On Saturday, 28 December 2013 at 20:20:36 UTC, Benjamin Thaut
wrote:
Because I was always curious to do some hashmap profiling with
real data, I did some more. Here are the results:
My implementation. Power of two size (25% free):
building hashmap: 8 seconds 28880605 ticks
looking entries up: 0 seconds 31685 ticks
My implementation. Prime number size (25% free):
building hashmap: 8 seconds 26802252 ticks
looking entries up: 0 seconds 27719 ticks
My implementation. Prime number size (10% free):
building hashmap: 8 seconds 29323952 ticks
looking entries up: 0 seconds 32768 ticks
My implementation. Prime number size (20% free):
26877474 entries
building hashmap: 8 seconds 28895211 ticks
sum 74128
looking entries up: 0 seconds 33222 ticks
My implementation. Prime number size (50% free):
building hashmap: 8 seconds 27738475 ticks
looking entries up: 0 seconds 25696 ticks
OrderedAA (implementation of Daniel Kozak):
building array: 13 seconds 45663219 ticks
lookup: 0 seconds 236323 ticks
Builtin AA:
building array: 14 seconds 47175035 ticks
lookup: 0 seconds 33692 ticks
You can see, that both my implementation and daniel kozaks
outperform the builtin AA when filling the AA. Both my and
daniel kozaks version preallocate the internal array. Although
daniel kozaks version does one additional allocation per entry
to build the double linked lists.
When not preallocating my implementation still outperforms the
builtin AA.
When looking up data, my implementation outperforms both other
implementations. My implementation is only slightly faster then
the builtin one. Daniel Kozaks version is 8 times slower during
lookup compared to my implementation. I think this is mostly
due to cache misses caused by the linked list storage of the
entries.
It is also interresting to note, that using prime number sizes
for the internal array of the AA improved the lookup
performance slightly in my implementation. A certain portion of
all entries in the internal array are always kept free.
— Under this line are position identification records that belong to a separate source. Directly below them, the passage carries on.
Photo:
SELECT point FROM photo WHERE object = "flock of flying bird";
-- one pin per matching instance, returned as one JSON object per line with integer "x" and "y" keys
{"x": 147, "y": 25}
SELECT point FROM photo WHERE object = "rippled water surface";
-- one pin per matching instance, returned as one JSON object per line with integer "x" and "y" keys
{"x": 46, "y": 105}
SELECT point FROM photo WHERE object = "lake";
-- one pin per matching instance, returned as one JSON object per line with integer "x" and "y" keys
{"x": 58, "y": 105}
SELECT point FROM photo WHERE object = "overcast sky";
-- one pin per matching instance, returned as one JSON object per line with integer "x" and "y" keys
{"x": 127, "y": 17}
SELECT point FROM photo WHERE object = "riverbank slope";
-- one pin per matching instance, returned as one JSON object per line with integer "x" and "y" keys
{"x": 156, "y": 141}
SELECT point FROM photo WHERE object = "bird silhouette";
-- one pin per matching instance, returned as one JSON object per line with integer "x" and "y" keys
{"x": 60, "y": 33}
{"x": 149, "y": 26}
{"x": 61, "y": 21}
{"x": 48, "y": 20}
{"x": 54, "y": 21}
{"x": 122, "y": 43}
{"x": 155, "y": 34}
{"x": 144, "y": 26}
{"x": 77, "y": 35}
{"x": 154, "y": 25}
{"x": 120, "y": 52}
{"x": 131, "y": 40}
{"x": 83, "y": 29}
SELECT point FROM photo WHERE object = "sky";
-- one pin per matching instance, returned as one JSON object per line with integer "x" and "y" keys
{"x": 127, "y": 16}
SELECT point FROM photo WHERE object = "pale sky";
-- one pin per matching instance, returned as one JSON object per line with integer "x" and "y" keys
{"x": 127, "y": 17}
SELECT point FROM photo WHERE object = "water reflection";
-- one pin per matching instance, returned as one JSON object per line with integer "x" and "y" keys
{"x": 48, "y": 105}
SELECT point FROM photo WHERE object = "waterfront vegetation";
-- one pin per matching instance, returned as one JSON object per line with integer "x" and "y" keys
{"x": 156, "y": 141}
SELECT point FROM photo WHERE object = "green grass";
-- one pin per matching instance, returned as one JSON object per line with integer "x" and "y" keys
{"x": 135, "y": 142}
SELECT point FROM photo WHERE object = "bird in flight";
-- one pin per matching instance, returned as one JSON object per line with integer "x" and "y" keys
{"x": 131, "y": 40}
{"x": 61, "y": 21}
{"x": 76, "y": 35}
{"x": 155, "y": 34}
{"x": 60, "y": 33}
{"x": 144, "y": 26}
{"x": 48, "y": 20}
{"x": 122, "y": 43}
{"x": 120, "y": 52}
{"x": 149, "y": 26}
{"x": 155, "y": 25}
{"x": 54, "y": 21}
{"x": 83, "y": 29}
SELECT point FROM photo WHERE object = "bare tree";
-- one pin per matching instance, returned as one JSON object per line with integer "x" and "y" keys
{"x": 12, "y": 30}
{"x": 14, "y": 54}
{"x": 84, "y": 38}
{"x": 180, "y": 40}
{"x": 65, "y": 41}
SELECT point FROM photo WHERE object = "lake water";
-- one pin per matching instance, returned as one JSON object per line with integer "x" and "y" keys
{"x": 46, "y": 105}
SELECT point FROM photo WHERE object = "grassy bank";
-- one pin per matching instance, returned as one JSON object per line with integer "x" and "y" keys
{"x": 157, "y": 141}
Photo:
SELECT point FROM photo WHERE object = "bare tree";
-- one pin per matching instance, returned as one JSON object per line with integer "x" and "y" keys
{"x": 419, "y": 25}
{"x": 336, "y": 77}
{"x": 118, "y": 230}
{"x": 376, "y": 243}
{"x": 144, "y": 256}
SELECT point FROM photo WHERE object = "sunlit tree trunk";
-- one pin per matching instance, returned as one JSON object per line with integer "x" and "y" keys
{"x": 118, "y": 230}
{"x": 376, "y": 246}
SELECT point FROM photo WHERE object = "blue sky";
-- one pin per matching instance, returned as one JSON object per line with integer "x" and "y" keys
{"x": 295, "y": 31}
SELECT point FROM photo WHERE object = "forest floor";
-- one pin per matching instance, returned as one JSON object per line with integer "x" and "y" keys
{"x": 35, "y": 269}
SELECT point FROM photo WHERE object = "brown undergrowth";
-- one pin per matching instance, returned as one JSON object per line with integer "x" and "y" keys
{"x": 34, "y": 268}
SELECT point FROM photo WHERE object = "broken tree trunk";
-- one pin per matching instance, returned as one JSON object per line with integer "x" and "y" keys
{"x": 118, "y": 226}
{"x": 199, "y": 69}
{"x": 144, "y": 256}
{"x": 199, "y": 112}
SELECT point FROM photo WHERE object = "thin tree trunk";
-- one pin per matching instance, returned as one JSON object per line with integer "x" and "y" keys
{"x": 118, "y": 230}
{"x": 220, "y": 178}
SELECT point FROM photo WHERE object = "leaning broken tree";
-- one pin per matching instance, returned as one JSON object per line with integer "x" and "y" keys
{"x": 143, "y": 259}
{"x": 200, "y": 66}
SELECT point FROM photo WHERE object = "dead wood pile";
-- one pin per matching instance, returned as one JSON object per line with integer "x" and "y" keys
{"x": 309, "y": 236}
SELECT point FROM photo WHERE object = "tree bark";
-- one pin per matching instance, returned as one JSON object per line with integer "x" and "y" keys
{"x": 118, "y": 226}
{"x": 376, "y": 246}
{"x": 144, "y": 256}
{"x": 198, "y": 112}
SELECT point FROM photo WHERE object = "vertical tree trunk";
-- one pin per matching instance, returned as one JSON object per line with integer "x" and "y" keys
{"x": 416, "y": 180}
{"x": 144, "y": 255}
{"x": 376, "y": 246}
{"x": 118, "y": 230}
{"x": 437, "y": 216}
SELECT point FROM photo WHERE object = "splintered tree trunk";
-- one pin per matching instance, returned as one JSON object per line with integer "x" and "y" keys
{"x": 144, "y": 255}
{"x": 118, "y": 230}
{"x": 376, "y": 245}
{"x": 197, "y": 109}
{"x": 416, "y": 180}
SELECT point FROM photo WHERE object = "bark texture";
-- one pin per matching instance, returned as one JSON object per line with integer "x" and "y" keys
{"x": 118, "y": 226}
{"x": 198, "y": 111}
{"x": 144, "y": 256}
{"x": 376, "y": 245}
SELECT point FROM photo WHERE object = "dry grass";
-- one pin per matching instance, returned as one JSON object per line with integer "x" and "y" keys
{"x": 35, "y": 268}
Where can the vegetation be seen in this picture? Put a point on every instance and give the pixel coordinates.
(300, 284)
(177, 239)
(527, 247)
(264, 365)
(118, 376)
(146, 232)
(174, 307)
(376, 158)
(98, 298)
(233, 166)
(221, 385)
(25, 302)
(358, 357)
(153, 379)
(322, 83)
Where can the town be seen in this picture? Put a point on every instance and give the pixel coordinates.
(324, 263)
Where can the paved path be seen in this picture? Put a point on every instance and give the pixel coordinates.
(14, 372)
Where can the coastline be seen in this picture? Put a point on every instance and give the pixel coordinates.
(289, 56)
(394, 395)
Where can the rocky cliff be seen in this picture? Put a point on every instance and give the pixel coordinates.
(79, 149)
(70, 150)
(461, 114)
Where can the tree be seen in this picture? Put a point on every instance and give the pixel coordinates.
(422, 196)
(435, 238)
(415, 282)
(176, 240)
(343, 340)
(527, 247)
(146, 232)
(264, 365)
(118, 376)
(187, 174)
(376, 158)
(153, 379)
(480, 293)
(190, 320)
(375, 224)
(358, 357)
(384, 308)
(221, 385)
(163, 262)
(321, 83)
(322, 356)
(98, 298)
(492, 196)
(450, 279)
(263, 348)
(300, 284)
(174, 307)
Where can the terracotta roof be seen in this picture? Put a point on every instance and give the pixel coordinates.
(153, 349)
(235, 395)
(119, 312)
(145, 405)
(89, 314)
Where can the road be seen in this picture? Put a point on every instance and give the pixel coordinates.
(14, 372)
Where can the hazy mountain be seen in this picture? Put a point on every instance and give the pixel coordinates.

Reducing this amount leads to worse performance during looup,
increasing it, gives better performance. You can gain a few
percent speed if you are willing to waste 50% memory. My
measurements show that 25% free entries seem to be the sweet
spot.
This is cool!
Can you post somewhere your code and data which you use for this
test? I really like to test it on my new AA implementation :)